En laat me meteen nog maar een knuppel in het hoenderhok
smijten: Lionel Messi is voor mij zonder enige twijfel de beste voetballer aller tijden.
(Waarop de fans van Pelé en Diego Maradona naar goede gewoonte uit hun krammen
schieten…) Neen, de 1m60 kleine ‘vlo’ heeft nog geen wereldbeker gewonnen (en
al zeker geen drie, zoals Pelé), maar hij heeft andere prestaties geleverd die
uniek zijn. Zullen we het inderdaad even over erelijsten hebben?

Pelé: zes titels met Santos in Brazilië, twee eindzeges in
de Copa Libertadores (de Zuid-Amerikaanse tegenhanger van de Champions League),
twee keer de Intercontinentale beker (het huidige WK voor clubs), drie
wereldtitels met Brazilië (al speelde hij in 1962 niet de finale omwille van
een blessure), vele malen topschutter in de Braziliaanse competitie, in 1999
door het Internationaal Olympisch Comité uitgeroepen tot atleet van de twintigste eeuw.
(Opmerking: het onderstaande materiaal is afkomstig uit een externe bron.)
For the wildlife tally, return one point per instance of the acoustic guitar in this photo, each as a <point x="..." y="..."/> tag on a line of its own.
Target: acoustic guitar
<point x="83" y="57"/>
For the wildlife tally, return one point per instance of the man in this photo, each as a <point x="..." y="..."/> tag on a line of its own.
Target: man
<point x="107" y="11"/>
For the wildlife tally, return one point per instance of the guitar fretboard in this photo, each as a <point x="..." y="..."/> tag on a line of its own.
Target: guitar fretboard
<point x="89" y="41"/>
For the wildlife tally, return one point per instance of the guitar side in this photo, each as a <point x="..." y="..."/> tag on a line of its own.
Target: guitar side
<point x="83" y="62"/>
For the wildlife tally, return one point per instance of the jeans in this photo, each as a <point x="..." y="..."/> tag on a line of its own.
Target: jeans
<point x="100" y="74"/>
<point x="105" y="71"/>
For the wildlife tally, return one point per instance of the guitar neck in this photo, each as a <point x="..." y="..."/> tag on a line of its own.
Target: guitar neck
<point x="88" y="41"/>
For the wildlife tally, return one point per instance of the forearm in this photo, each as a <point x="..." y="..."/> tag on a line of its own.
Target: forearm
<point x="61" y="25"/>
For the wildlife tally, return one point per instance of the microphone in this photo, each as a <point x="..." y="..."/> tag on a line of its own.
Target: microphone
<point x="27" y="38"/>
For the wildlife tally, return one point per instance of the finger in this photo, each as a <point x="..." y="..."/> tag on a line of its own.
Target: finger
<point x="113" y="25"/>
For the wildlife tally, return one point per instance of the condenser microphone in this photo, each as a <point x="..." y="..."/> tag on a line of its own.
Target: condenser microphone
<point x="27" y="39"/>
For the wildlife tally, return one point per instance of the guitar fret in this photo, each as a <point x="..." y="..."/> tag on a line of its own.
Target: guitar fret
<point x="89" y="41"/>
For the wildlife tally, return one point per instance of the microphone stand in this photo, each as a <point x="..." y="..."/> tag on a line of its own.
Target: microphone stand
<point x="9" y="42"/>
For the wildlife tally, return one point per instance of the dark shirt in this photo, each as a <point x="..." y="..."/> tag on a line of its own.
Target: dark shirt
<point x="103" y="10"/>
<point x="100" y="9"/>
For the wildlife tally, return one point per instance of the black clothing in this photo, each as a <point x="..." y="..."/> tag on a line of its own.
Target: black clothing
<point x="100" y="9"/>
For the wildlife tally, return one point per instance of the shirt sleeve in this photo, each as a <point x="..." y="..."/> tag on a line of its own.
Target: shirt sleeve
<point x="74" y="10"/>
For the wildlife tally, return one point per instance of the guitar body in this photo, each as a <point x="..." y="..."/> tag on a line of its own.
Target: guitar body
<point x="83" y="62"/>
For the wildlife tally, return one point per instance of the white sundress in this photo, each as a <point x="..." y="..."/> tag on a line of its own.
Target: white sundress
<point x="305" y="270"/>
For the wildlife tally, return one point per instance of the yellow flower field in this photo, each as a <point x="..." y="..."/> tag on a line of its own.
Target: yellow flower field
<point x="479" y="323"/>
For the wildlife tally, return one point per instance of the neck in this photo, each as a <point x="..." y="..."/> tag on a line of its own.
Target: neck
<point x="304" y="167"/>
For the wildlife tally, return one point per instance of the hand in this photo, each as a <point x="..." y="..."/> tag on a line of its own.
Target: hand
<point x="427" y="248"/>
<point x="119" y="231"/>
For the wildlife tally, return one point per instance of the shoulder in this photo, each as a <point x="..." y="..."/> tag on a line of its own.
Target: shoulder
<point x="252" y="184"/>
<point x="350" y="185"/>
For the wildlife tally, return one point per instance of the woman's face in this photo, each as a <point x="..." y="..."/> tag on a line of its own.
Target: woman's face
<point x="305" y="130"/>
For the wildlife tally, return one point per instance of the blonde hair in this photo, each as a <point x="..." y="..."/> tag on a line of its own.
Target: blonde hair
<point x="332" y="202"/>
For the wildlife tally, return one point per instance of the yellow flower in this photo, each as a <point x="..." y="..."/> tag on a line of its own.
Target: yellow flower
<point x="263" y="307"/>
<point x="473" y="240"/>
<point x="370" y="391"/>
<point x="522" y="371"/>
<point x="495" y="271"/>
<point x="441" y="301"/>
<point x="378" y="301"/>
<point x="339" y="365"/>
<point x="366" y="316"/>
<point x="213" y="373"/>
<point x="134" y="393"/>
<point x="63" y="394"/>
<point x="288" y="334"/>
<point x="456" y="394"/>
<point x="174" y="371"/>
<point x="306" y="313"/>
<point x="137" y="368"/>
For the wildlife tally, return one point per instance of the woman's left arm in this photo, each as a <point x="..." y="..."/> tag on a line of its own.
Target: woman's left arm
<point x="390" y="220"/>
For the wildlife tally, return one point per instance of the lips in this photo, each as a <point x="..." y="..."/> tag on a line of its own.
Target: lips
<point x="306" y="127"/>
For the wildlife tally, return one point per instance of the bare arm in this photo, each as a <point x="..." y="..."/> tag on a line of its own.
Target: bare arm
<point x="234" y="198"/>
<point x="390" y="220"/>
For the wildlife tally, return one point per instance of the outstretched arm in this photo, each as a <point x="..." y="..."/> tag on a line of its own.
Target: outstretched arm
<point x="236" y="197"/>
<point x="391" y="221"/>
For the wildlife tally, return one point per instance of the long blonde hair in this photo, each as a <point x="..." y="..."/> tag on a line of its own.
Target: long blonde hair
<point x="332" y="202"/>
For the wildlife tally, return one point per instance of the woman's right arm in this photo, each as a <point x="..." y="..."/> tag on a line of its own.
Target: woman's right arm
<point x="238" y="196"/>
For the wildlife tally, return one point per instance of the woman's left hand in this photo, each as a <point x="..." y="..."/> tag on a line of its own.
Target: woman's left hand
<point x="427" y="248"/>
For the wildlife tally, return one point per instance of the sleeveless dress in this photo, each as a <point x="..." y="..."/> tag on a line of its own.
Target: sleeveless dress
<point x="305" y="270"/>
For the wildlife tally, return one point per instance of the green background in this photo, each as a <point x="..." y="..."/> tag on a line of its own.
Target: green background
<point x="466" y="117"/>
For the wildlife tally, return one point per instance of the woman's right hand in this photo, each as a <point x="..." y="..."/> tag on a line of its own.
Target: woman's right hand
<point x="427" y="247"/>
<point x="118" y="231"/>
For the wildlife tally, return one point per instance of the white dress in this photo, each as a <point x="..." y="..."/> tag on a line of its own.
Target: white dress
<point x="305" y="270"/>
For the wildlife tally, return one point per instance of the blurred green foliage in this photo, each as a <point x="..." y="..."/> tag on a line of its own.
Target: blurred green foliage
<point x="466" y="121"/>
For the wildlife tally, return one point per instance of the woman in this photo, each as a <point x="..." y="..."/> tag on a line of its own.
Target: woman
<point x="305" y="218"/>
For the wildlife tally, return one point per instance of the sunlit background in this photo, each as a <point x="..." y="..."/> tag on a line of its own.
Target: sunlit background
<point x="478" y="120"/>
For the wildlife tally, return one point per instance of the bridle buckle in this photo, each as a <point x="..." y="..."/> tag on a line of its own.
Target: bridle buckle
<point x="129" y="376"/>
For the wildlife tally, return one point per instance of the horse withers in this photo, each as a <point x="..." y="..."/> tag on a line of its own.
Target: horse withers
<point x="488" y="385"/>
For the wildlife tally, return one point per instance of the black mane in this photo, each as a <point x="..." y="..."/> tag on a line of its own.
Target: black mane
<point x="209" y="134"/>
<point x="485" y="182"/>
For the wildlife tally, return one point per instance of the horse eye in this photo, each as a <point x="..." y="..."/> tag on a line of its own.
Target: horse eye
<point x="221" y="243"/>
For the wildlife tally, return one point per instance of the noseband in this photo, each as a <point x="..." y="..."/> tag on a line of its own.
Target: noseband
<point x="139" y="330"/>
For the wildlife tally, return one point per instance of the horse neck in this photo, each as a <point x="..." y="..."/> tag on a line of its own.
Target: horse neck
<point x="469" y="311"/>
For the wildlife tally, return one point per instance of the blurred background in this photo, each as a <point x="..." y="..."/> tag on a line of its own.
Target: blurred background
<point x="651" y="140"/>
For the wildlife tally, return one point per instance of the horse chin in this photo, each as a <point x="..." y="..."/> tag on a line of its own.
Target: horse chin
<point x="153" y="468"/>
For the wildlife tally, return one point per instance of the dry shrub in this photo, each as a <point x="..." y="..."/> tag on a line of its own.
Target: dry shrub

Maradona: twee titels met Napoli in Italië, één titel met
Boca Juniors in Argentinië, één Coppa Italia met Napoli, één Copa del Rey met
Barcelona, één UEFA Cup, één wereldbeker en één finale met Argentinië, één keer
topschutter in de Serie A, één Gouden Bal als beste voetballer van het jaar en
twee bekroningen van France Football (die trofeeën werden in de jaren tachtig
nog apart uitgereikt).

Messi: vijf titels met Barcelona in Spanje (en een zesde op
komst), twee keer Copa del Rey, twee keer Champions League (hij speelde als
19-jarige ook mee in de campagne 2005/2006, maar was niet geselecteerd voor de
finale, maar ja, zelfs Xavi en Iniesta zaten toen op de bank…), twee keer het
WK voor clubs, één Olympische titel met Argentinië, twee keer topschutter in de
Primera División, vier opeenvolgende Gouden Ballen als beste voetballer ter
wereld. En hij is nog altijd maar 25.

Bovendien is Lionel Messi een aardige jongen, zonder
kapsones, al heeft ie nu wel een tattoo met de naam van zijn zoontje Thiago en
twee babyhandjes op zijn linkerkuit en een afbeelding van zijn vriendin op zijn
linkerschouderblad staan. Maar je hoort over hem geen wilde discotheekverhalen,
geruchten over ongeremd drugsgebruik of berichten over het in beschonken
toestand in elkaar rammen van een toevallige voorbijganger die naar zijn zin
iets te veel in de weg liep. Messi: kleine man, grote voetballer, bescheiden
mens.

***

Als de logica gerespecteerd wordt, zullen FC Barcelona en
Bayern München vanavond de reeds voor de halve finales gekwalificeerde teams
Real Madrid en Borussia Dortmund vergezellen in de trommel voor de loting. En
dan is het maar hopen dat we geen Spaanse en Duitse duels krijgen.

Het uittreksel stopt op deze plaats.